Poster
DS-VLM: Diffusion Supervision Vision Language Model
Zhen Sun · Yunhang Shen · Jie Li · Xing Sun · Pingyang Dai · Liujuan Cao · Rongrong Ji
West Exhibition Hall B2-B3 #W-1103
Vision-Language Models (VLMs) face two critical limitations in visual representation learning: degraded supervision due to information loss during gradient propagation, and the inherent semantic sparsity of textual supervision compared to visual data. We propose the Diffusion Supervision Vision-Language Model (DS-VLM), a plug-and-play framework that introduces diffusion-based direct supervision for vision-language alignment. By reconstructing input images through a diffusion model conditioned on outputs of the visual encoder and the connector, our method establishes a short-path gradient propagation channel from pixel space to visual features. This approach simultaneously preserves high-level semantic alignment through conventional text supervision while enhancing visual feature quality via pixel-level reconstruction constraints. Extensive experiments conducted across various visual encoders and LLMs of different scales demonstrate the effectiveness of our approach.

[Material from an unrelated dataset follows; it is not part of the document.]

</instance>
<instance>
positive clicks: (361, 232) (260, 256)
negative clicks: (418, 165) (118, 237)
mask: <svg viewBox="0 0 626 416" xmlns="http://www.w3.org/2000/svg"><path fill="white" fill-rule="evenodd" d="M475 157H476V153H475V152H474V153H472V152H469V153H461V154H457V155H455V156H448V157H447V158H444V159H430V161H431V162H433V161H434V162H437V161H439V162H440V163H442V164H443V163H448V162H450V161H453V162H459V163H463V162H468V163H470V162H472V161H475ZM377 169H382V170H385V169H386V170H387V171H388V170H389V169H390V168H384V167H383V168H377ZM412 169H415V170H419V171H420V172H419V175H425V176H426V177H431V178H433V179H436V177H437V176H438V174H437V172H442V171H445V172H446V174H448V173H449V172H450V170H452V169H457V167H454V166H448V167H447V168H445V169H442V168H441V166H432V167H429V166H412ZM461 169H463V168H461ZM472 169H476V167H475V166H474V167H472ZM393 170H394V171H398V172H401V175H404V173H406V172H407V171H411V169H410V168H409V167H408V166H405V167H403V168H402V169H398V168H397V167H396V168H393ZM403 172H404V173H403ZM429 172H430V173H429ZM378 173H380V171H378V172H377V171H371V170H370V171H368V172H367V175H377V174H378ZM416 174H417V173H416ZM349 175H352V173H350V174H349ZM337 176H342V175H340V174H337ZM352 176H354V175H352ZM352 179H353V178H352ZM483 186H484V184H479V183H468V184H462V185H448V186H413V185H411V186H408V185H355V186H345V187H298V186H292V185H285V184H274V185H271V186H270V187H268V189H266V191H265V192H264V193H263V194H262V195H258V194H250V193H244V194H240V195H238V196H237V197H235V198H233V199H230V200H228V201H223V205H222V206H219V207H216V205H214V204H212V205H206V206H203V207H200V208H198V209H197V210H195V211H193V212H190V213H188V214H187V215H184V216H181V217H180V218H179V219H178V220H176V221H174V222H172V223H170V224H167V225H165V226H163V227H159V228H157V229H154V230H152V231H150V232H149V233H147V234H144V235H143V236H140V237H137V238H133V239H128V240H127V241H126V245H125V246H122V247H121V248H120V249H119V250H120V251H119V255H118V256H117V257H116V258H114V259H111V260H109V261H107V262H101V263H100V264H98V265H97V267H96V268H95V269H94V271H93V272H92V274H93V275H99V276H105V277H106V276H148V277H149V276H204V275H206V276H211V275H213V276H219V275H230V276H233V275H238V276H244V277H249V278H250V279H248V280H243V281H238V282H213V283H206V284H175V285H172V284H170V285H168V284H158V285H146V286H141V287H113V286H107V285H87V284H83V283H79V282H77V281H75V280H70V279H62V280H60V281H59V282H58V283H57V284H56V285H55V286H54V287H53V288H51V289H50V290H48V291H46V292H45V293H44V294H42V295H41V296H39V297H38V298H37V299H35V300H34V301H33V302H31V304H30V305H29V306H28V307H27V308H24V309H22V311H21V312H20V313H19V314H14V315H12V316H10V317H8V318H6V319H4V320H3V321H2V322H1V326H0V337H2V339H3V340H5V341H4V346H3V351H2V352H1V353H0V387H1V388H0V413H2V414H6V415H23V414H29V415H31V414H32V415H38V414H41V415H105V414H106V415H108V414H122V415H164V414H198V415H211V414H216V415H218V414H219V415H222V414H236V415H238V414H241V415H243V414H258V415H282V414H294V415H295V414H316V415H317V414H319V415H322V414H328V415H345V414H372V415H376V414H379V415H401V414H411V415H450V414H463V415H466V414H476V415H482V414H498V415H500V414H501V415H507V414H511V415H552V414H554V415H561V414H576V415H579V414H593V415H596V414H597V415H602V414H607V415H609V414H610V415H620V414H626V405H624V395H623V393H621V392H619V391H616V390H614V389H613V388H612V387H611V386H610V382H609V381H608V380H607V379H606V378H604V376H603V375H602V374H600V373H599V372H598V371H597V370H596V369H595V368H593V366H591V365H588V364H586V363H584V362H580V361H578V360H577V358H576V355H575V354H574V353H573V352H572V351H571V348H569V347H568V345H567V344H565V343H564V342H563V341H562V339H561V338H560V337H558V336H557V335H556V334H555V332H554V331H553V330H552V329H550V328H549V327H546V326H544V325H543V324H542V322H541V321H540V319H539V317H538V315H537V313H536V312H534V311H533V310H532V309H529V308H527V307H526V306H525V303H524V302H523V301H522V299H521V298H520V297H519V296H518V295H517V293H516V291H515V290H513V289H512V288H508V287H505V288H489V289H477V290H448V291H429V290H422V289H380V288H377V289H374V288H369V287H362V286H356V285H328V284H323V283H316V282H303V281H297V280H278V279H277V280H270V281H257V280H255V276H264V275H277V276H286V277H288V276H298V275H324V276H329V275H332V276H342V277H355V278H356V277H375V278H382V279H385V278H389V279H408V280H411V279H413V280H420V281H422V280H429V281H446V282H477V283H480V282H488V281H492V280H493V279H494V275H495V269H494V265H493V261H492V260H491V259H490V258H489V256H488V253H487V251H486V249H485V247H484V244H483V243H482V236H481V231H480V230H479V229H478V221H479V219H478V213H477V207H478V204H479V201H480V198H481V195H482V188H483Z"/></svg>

Today’s AI systems that connect pictures and words often miss fine image details because they learn mainly from text feedback that must travel through a very large language model. We created a simple training add-on that asks the computer to “redraw” each picture, pixel by pixel, with a generative “diffusion” engine. This direct exercise gives the vision part of the model much clearer guidance—like letting an art student repaint a scene instead of only hearing comments—while the usual text guidance still keeps words and images in sync. After this training, the same models answer image-based questions more accurately on ten public tests, yet they run just as fast as before because the extra diffusion step is needed only during training. The result is a practical path toward sharper, more reliable visual understanding in everyday AI tools.